Okay, I really did like The Matrix — maybe because it didn’t actually feel like a big Hollywood movie despite mind-blowing special effects — and I agree with Klosterman that this is the defining film of the times:
The Matrix seemed like it was about computers. It was actually about TV. There are a handful of news events from the nineties that are now used as historical data points. The Clarence Thomas hearings of 1991. The chase of O. J. Simpson in the Ford Bronco in 1994. The shootings at Columbine High School in 1999. These events destroyed lives and altered the future, and they happened the way that they happened. Yet the collective experiences of all those events were real-time televised constructions, confidently broadcast with almost no understanding of what was actually happening or what was being seen. The false meaning of those data points was the product of three factors, instantaneously combined into a matrix of our own making: the images presented on the screen, the speculative interpretations of what those images meant, and the internal projection of the viewer. What is real? How do you define real? The Matrix resonated not because it was fantastical fiction, but because it was not.
These (and, I suppose, the Bush v Gore election and its endless vote recounts in late 2000) were the last culture-rattling events to be exclusively televised, with the horrific events of 9/11 being the first to receive immediate online dissection that now typifies the way that we are presented with the news. And, if anything, the world feels even less real and knowable today.
The past is a mental junkyard, filled with memories no one remembers. If someone glances at the Billboard singles chart from any random week of the nineties, they will always find a handful of songs that were extremely popular before being wholly erased from the historical record . That process makes sense: The Billboard song chart contains one hundred “hot” songs that change every week, so a music fan who dislikes Top 40 radio might not hear a noteworthy single even once.

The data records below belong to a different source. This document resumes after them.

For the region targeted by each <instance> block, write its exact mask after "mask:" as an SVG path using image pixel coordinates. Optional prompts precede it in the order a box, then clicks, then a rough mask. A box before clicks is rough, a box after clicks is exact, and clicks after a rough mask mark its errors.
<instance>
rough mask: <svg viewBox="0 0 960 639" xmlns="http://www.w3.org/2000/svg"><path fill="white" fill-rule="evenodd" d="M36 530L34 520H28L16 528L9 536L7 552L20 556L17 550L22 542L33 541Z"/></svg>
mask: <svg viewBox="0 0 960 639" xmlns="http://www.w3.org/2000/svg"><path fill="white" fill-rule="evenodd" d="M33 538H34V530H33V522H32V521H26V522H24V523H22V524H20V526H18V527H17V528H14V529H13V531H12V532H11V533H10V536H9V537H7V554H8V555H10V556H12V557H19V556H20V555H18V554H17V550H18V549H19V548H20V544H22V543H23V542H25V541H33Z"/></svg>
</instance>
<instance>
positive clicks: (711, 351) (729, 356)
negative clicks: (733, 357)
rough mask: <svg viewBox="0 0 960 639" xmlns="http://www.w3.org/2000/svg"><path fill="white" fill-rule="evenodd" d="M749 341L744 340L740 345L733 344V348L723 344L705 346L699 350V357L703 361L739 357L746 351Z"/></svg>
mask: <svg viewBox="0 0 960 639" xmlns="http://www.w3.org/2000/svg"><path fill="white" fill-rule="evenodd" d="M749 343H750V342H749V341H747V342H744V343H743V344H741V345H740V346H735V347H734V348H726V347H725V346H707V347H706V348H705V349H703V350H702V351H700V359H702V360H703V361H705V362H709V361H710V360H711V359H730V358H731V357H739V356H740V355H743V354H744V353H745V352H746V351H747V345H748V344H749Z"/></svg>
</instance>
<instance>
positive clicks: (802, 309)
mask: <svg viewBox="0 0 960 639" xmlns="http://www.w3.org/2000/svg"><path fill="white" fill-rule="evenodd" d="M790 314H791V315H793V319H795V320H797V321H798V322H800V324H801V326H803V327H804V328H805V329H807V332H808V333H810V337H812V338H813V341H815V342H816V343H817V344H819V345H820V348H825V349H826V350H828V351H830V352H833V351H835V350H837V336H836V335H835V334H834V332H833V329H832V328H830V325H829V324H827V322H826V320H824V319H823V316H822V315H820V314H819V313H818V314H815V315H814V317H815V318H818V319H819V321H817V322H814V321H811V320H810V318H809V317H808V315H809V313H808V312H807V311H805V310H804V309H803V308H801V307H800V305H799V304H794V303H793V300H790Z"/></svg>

Movie theaters shuffle the decks every weekend. Sales for a high-profile novel might stall at ten thousand copies before the book goes out of print five years after it was published. Most popular entertainment is designed to be niche and disposable.
For this reason, if no other, I’m glad that The Nineties: A Book exists; it might have been a placeholder decade about nothing, but by its end, the world had changed forever and I am pleased that Klosterman has preserved and analysed the highlights. Worked for me.